Measures Relating to Education
Education to Achieve Gender Equality
Japan has made efforts to overcome the gender role stereotypes in the family, community and society by changing the perception of gender equality through the promotion of school, social and family education.
In school education, Japan has emphasized and strengthened teaching students the dignity of individuals and the essential equality of both genders. For example, in upper secondary schools, home education has become compulsory for all students in 1994, whereas it had been compulsory only for female students. This is based on the need for all students to master the knowledge and skills necessary for adjusting to changes in society and the environment and for managing family life through the cooperation of both genders. Moreover, in the field of family education, Japan has made efforts to promote the involvement of fathers, by, for example, giving financial support to local public entities which sponsor lectures in workplaces.
Promotion of Women's Participation In Society
To promote women's participation in society, it is necessary to enhance educational opportunities. Japan has made efforts to enhance opportunities for women to learn throughout their lives by diversifying access to higher education, promoting family education, and other measures. Further, it has endeavored to promote women's participation in society by promoting volunteer activities, training women's organizations, strengthening the activities of the National Women's Education Center, and so on.
Discussion of Amending the Civil Code
Present Japanese civil code assures de jure equality between wife and husband, as long as wife and husband use the same surname. Which surname should be registered depends on their decision at the time of their marriage, but in practice, most couples use the husband's surname and "a woman changes her surname when she marries." Social movements have arisen against the existing system since the 1970s, demanding de facto equality between women and men, and elimination of the disadvantages for working women who have to change their surnames. This is why the Japanese Government is considering the possibility of introducing a new system which will allow couples to use different surnames if they so desire. Besides this, integrating different minimum ages for marriage for women and men and shortening the interval during which women are prohibited from remarriage from 6 months to 100 days are also being planned.
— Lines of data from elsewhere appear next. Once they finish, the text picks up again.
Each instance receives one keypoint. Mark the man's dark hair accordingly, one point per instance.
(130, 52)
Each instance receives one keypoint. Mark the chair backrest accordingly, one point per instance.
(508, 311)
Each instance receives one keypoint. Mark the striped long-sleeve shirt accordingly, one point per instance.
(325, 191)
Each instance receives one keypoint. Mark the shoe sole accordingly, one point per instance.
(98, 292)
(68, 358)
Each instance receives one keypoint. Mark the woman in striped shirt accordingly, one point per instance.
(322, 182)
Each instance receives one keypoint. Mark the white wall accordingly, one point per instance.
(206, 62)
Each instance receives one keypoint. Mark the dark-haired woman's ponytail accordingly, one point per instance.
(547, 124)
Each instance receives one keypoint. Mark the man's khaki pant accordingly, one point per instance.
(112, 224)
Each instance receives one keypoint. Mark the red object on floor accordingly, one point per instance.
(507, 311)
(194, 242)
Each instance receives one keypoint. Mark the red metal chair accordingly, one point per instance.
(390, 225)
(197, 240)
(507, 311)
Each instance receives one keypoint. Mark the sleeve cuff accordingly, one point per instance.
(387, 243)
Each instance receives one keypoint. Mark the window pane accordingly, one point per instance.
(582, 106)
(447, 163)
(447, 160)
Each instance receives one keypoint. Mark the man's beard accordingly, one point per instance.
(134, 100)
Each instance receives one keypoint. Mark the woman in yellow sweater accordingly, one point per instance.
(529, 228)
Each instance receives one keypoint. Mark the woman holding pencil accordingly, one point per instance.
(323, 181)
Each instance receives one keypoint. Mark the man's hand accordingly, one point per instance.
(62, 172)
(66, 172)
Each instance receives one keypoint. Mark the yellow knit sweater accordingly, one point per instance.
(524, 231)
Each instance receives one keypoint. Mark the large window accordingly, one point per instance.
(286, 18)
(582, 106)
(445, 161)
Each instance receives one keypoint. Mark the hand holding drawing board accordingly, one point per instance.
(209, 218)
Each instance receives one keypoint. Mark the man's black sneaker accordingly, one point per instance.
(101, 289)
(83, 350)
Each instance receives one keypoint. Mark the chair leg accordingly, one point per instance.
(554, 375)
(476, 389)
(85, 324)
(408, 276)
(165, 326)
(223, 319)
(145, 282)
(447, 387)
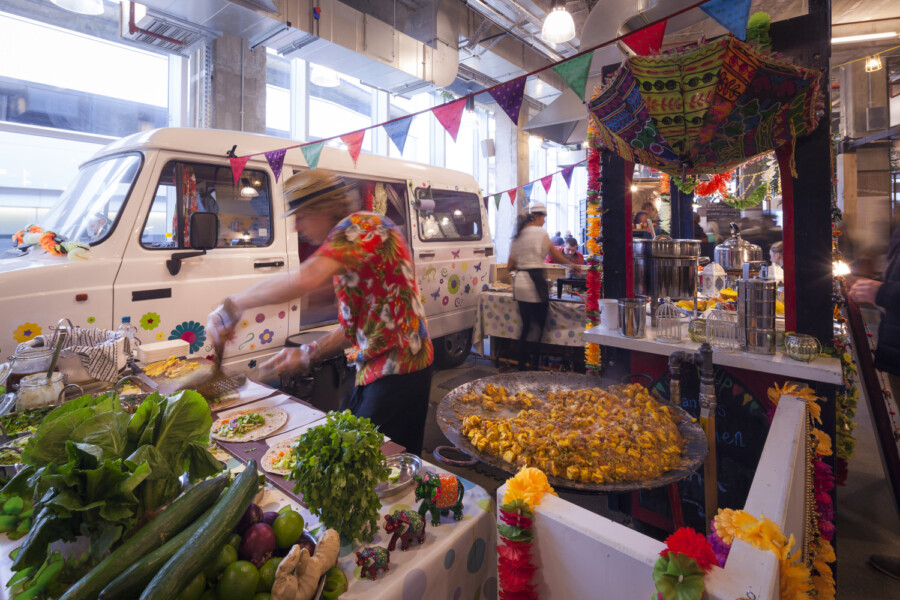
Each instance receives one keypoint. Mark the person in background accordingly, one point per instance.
(380, 314)
(885, 295)
(526, 256)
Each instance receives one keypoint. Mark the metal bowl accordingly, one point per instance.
(451, 413)
(409, 466)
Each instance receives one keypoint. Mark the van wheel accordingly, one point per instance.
(451, 350)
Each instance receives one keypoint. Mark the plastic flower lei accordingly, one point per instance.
(514, 567)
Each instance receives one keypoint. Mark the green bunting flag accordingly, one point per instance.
(575, 71)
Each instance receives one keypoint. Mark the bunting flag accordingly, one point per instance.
(397, 131)
(354, 143)
(575, 71)
(509, 96)
(649, 39)
(527, 189)
(276, 161)
(567, 175)
(730, 14)
(547, 182)
(237, 167)
(311, 153)
(449, 115)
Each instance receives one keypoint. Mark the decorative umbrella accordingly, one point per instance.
(706, 110)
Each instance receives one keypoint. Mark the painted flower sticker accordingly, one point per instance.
(150, 321)
(192, 332)
(26, 331)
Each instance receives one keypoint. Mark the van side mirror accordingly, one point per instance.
(204, 236)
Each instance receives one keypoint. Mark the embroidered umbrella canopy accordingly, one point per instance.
(706, 110)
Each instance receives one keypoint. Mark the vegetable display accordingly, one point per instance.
(338, 466)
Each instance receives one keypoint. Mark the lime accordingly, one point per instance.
(194, 589)
(288, 528)
(238, 581)
(267, 574)
(227, 555)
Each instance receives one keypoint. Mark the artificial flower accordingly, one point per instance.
(692, 544)
(530, 484)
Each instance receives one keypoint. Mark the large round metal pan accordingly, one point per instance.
(451, 411)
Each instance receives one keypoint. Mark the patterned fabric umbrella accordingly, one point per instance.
(706, 110)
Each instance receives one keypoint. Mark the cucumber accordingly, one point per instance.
(132, 581)
(183, 511)
(214, 531)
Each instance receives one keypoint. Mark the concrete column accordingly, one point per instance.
(238, 86)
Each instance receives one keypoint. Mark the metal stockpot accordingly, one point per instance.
(735, 251)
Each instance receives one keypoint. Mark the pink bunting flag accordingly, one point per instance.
(354, 143)
(237, 167)
(547, 182)
(509, 96)
(449, 115)
(647, 40)
(276, 161)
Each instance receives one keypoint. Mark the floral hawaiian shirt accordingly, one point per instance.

To Establish Women's Status in Agricultural Management
Agricultural, forestry and fishing industries in Japan are managed, in many cases, in family units. Women who work in these industries play important roles in family life and in the regional community as well. These women, however, are sometimes overburdened by their roles, and are often under-appreciated in management, compared to their actual roles. Therefore, it is very important to resolve the above-mentioned problems, and support both the family life and working life of women working in these industries.
In Japan, as one of the measures taken for women in rural areas to promote compatibility between family life and working life, guidance has been given through the Cooperative Agricultural Extension Service. Moreover, in 1992, to promote gender equality, "New Roles for Rural Women in Japan in 2001" was formulated. To achieve this goal, Japan is promoting women's participation in management, clarification of the working conditions and stabilization of the livelihood of elderly women working in agriculture. As one of the measures to this end, the Farmers' Pension Fund Law was amended in June 1995 so as to allow women working in agriculture to enter the pension scheme more easily.